Despite my having survived the rigors of freshman physics and chemistry at MIT, there would be no persuading her that it was a hot sunny Back Bay afternoon, or that thermodynamics ensured enough evaporation to dry the towels. Instead I shut my mouth, stomped on out to the back yard and put a handful of clothespins in my mouth. I rehung all the towels. There are some immovable forces in life, and it seems mountains and Irish matriarchs had about the same weight.

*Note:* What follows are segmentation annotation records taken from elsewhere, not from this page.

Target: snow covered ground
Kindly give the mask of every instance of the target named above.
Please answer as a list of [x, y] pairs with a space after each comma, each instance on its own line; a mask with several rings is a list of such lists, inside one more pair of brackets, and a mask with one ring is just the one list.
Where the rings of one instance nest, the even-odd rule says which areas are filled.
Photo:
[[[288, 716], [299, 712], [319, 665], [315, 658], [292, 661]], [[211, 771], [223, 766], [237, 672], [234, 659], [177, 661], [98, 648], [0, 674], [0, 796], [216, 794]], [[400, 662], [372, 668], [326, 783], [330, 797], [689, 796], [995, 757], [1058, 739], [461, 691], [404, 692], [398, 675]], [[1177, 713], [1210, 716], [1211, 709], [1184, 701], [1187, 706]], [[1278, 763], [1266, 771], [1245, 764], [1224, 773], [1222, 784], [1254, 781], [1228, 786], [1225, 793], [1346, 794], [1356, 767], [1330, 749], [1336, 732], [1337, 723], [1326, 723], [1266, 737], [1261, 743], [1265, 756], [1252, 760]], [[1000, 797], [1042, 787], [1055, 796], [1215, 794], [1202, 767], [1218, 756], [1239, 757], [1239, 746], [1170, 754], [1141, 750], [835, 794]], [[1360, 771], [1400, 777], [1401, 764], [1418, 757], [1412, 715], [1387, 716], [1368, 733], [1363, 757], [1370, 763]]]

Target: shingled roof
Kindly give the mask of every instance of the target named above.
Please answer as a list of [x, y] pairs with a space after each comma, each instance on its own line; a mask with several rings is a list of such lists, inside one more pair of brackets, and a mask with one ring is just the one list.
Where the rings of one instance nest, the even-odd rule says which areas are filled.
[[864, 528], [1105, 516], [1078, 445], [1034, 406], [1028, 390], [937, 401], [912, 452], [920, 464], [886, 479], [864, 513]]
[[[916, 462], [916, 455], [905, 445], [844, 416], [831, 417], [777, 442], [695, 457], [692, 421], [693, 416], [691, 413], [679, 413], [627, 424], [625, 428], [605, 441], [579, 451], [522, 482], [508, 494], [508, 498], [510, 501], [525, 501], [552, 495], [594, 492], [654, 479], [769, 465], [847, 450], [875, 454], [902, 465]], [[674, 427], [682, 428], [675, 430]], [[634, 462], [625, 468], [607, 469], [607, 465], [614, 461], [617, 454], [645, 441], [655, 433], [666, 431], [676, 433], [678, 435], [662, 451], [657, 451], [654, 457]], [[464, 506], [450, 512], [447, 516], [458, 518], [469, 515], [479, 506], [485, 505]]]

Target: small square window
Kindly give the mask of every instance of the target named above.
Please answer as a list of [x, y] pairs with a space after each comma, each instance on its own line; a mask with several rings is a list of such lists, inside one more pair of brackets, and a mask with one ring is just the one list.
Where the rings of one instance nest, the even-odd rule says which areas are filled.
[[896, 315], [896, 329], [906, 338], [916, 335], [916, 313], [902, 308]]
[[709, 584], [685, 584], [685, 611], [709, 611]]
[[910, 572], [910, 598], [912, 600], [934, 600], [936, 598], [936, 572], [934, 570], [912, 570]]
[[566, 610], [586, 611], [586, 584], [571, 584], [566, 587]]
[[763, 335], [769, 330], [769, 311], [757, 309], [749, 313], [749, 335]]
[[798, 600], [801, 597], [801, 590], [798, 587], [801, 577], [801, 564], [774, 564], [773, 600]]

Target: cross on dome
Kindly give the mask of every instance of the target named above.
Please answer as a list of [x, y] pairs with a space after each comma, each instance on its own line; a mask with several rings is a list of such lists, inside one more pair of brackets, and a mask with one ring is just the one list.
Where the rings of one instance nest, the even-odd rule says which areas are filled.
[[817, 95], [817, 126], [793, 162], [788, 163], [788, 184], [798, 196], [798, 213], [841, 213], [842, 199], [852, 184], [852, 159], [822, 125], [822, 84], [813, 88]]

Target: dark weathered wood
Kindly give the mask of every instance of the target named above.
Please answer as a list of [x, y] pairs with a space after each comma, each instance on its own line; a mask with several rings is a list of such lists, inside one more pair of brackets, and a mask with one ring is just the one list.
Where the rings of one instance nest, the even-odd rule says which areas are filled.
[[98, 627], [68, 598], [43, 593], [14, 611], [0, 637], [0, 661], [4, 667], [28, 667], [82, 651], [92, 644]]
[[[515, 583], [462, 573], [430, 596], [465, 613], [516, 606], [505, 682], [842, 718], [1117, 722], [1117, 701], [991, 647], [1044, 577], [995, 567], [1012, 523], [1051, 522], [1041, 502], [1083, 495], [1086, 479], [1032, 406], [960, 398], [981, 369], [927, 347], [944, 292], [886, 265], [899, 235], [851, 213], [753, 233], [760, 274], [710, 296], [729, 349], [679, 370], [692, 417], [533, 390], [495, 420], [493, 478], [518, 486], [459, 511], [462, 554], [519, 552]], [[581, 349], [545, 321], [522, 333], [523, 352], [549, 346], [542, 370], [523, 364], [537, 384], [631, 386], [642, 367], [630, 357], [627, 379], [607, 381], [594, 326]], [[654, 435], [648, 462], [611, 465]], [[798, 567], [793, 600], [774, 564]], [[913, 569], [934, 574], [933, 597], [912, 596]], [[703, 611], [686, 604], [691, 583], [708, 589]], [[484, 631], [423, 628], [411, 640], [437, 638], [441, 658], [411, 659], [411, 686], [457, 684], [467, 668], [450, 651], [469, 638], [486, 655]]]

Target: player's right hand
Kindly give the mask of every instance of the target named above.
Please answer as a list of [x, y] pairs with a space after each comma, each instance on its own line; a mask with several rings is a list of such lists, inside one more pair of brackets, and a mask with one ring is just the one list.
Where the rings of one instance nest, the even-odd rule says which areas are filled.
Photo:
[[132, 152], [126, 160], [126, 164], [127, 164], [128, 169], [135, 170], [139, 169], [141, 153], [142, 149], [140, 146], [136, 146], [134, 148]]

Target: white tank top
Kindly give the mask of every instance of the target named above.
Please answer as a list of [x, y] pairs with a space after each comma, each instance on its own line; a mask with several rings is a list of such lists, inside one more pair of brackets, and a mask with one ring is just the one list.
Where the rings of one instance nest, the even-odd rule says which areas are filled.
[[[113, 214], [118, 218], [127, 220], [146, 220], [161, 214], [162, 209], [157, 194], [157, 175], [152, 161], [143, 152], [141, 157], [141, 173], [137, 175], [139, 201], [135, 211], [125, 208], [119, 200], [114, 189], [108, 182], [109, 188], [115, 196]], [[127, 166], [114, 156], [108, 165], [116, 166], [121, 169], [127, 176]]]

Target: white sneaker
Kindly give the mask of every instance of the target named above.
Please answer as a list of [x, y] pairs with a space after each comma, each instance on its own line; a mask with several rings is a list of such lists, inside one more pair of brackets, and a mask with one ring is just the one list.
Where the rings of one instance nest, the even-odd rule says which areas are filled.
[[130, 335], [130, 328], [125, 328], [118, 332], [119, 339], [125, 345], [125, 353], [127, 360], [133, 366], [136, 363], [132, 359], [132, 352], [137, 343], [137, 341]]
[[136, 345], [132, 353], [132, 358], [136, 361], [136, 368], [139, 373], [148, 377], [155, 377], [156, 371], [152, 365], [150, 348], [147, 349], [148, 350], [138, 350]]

Most of the time, her call of “Come here, come here” meant a chore needed to be done. But sometimes she would gaze at me with her proud hawklike eyes. Reaching past her low-slung breasts deep into a cavernous apron pocket, she would pull out a bright quarter. Nana Durgin would lay it flat on the kitchen table, pushing it towards me with her arthritic swollen knuckles, saying “Take it, take it,” as she rapped the table. Then she would shoo me away, cooing “Go now, go now.”

I don’t remember what I did with those special quarters—maybe bought ice cream from the Mr. Softee Truck or tucked them in a change purse for buying a second-hand book. But in my blue-collar, big-family childhood, there were few extravagances like a secret gift, not for a holiday and all my own. It made 25 cents into a king’s ransom.

Now, thirty years later,  I sit enjoying the cool evening breeze and smelling my petunias, on the porch of a Philly house built for and by immigrant workers. The flower-scent reminds me that secret moment with my great-grandmother — nearly as precious as all the others.